David F. said:
As indicated in the article, they were using a bulldozer when they found the specimen so they don't know what strata it was found in. In other words, no dating has been done (please correct me here) and the researchers are simply guessing. Maybe there is more information in the Science article?
Edit: I just looked at the article again, and I didn't see anything about the remains being fossilized? The article says they found teeth and bones! This is just another hoax, isn't it?
Careful David, your predjudice is in danger of showing.
The normal way of dating a find like this would be, as Clockwood noted but did not emphasise, through recognition of which stratum it was in. You will doubtless be familiar with the useful concept known as the Law of Superposition. In general, older sediments lie beneath younger.
We can correlate given lithologies across miles and sometimes even continents. Since the lithologies may be asynchronous, macro-fossils and micro-fossils are needed to provide meaningful correlation across differing lithologies. The process gives us an excellent qualitative view of the relative ages of formations.

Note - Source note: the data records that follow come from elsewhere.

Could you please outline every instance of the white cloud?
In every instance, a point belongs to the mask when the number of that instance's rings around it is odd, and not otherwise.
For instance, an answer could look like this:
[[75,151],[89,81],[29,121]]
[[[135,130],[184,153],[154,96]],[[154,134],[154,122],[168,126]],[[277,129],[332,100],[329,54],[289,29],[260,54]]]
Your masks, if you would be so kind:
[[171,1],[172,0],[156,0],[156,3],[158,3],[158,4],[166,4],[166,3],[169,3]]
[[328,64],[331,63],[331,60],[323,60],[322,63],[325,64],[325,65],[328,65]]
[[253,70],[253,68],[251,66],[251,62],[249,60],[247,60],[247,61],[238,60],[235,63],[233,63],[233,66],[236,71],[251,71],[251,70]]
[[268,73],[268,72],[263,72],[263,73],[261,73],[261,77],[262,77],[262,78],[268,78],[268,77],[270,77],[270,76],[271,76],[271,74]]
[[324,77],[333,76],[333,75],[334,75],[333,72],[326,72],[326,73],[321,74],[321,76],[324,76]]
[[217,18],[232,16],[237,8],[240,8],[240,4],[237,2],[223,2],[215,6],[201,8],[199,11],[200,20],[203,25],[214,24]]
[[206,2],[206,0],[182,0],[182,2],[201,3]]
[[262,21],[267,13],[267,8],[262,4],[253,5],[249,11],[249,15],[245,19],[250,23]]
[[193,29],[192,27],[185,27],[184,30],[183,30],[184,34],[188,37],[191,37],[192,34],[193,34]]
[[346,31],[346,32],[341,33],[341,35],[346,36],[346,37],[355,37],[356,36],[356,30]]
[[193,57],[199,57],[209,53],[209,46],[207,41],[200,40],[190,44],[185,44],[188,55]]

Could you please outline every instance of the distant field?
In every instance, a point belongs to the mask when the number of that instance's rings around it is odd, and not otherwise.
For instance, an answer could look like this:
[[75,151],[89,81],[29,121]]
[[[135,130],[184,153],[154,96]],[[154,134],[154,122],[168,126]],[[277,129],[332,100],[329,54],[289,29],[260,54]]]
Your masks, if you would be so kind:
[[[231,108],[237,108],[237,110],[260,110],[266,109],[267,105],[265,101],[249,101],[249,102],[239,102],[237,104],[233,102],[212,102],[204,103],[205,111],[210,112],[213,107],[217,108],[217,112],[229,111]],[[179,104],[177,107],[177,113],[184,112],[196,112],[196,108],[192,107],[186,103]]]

Absolute dating, achieved by one or other radioactive decay method, can convert this relative age to an
approximate real age. The age in this instance was likely determined thus: we know the strata the find was in, and we know, by the methods described above the age of that strata.
You make something of the use of a bulldozer. The article makes it clear that the excavation had just begun when a tooth was found. This would have put a halt to the use of the 'dozer, so there would have been no problem in identifying exactly where the other bones were from.
Finally, "this is just another hoax isn't it?"
Well, no, I rather think not. What makes you think it is? And which
other hoaxes are talking about. Please don't say Piltdown man.